You need to create your query (your list of ENTREZ ids). To see which filters you can query:

filters = listFilters(ensembl)

And then you want to retrieve attributes : your GO number and description. To see the list of available attributes

attributes = listAttributes(ensembl)

For you, the query would look like something as:

goids = getBM(

        #you want entrezgene so you know which is what, the GO ID and
        # name_1006 is actually the identifier of 'Go term name'
        attributes=c('entrezgene','go_id', 'name_1006'), 

        filters='entrezgene', 
        values=gene_list$ENTREZID, 
        mart=ensembl)

The query itself can take a while.

Then you can always collapse the information in two columns (but I won't recommend it for anything else that reporting purposes).
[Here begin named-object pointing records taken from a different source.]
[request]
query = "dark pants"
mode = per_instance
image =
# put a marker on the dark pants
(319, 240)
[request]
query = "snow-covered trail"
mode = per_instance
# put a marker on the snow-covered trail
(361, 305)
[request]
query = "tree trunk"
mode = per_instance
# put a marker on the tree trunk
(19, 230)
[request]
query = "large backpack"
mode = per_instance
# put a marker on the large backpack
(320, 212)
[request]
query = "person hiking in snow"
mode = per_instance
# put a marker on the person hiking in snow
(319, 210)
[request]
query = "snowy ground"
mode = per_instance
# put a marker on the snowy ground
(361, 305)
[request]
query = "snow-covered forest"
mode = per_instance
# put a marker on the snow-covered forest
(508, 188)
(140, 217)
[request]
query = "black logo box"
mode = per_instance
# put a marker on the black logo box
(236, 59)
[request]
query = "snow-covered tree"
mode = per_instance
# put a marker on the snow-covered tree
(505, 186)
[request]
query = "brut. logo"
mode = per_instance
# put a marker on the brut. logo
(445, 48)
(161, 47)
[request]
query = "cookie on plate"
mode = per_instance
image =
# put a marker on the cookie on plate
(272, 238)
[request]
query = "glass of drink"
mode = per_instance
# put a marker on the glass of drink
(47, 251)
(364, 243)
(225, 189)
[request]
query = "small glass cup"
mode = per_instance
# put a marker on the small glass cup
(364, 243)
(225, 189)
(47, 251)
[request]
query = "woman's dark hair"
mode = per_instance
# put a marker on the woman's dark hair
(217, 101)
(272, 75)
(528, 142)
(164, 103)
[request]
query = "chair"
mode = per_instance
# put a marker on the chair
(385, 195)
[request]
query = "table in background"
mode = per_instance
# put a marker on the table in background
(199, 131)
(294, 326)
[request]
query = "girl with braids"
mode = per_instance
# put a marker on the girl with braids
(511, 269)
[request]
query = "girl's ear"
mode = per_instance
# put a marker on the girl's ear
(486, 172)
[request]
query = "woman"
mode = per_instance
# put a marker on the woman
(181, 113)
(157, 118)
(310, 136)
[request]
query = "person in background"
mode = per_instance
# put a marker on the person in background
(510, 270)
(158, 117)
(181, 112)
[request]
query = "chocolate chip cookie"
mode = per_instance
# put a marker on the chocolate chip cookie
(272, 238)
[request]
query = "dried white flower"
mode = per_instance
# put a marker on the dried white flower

Go.collapsed<-Reduce(rbind,lapply(gene_list$ENTREZID,function(x)
                           tempo<-goids[goids$entrezgene==x,]
                           return(
                                   data.frame('ENTREZGENE'= x,
                                  'Go.ID'= paste(tempo$go_id,collapse=' ; '),
                                  'GO.term'=paste(tempo$name_1006,collapse=' ; '))
)


Edit:

If you want to query a past version of the ensembl database:

ens82<-useMart(host='sep2015.archive.ensembl.org',
               biomart='ENSEMBL_MART_ENSEMBL',
               dataset='hsapiens_gene_ensembl')

and then the query would be:

goids = getBM(attributes=c('entrezgene','go_id', 'name_1006'),  
        filters='entrezgene',values=gene_list$ENTREZID, 
        mart=ens82)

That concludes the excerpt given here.